Federal Assembly
- Long title On Amendments to Article 15-3 of the Federal Law "On Information, Information Technologies and Information Protection" On Amendments to the Code of the Russian Federation on Administrative Offenses ;
- Territorial extent: Russia
- Signed by: President Vladimir Putin
- Signed: 18 March 2019
- Commenced: 19 March 2019

Legislative history
- First reading: 7 March 2019 (State Duma)
- Second reading: 13 March 2019 (Federation Council)

Amends
- Code of the Russian Federation on Administrative Offenses

= Russian 2019 fake news laws =

Russian law

The Russian 2019 fake news laws is a group of 2 federal laws, adopted by State Duma on 7 March 2019, approved by Federation Council on 13 March 2019, signed by President of Russia on 18 March 2019, allowing the Federal Service for Supervision of Communications, Information Technology and Mass Media to extrajudicially block access to online media publishing information, considered "unreliable" by Russian authorities (Law No.31-FZ), and establishing the punishment for such dissemination (Law No.27-FZ). The laws entered into force on 29 March 2019. These laws are the first in the series of Russian fake news laws.

==Overview==
The Federal Law of 18 March 2019 No.31-FZ prohibits the dissemination of an "unreliable information" endangering life and/or health of individuals, and/or property, creating the risk of massive violation of public order and/or public security, or the risk of interference with the functioning of vital, transport, social infrastructure, power, industrial and communication facilities, banks and other financial institutions.

The Federal Law of 18 March 2019 No.27-FZ supplemented the article 13.15 of the Code of the Russian Federation on Administrative Offenses with parts 9, 10 and 11 providing huge administrative fines for natural persons and juridical persons for the dissemination of "unreliable information".

According to aforementioned laws, an online media is obliged to remove from its website the information designated as "unreliable" by Roskomnadzor immediately after receiving the relevant notification. In the case of non-compliance with the obligation, Roskomnadzor blocks access to the media's website. Administrative responsibility is incurred even in the case of compliance with the obligation.

==Application of law==
The first case of dissemination of "unreliable information" was opened in April 2019 against Arkhangelsk's resident Elena Kalinina.

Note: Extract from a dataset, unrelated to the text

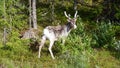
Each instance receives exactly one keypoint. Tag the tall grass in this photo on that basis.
(78, 52)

The first persons who were convicted under the Fake News Law are Publishing House "Moment Istiny" and its editor-in-chief Evgeniy Gneushev. The district court overturned the judgement against Publishing House "Moment Istiny" and set the case for a new consideration, but magistrate court imposed a fine again.

==Reaction==
The Presidential Council for Civil Society and Human Rights opposed the bill.

On 12 March 2019, many journalists and human rights defenders stated that the bill would establish the government censorship which is prohibited by the Constitution of Russia. They called this law grave abuse by officials, cynical denial of constitutional rights, state repressions against journalist community.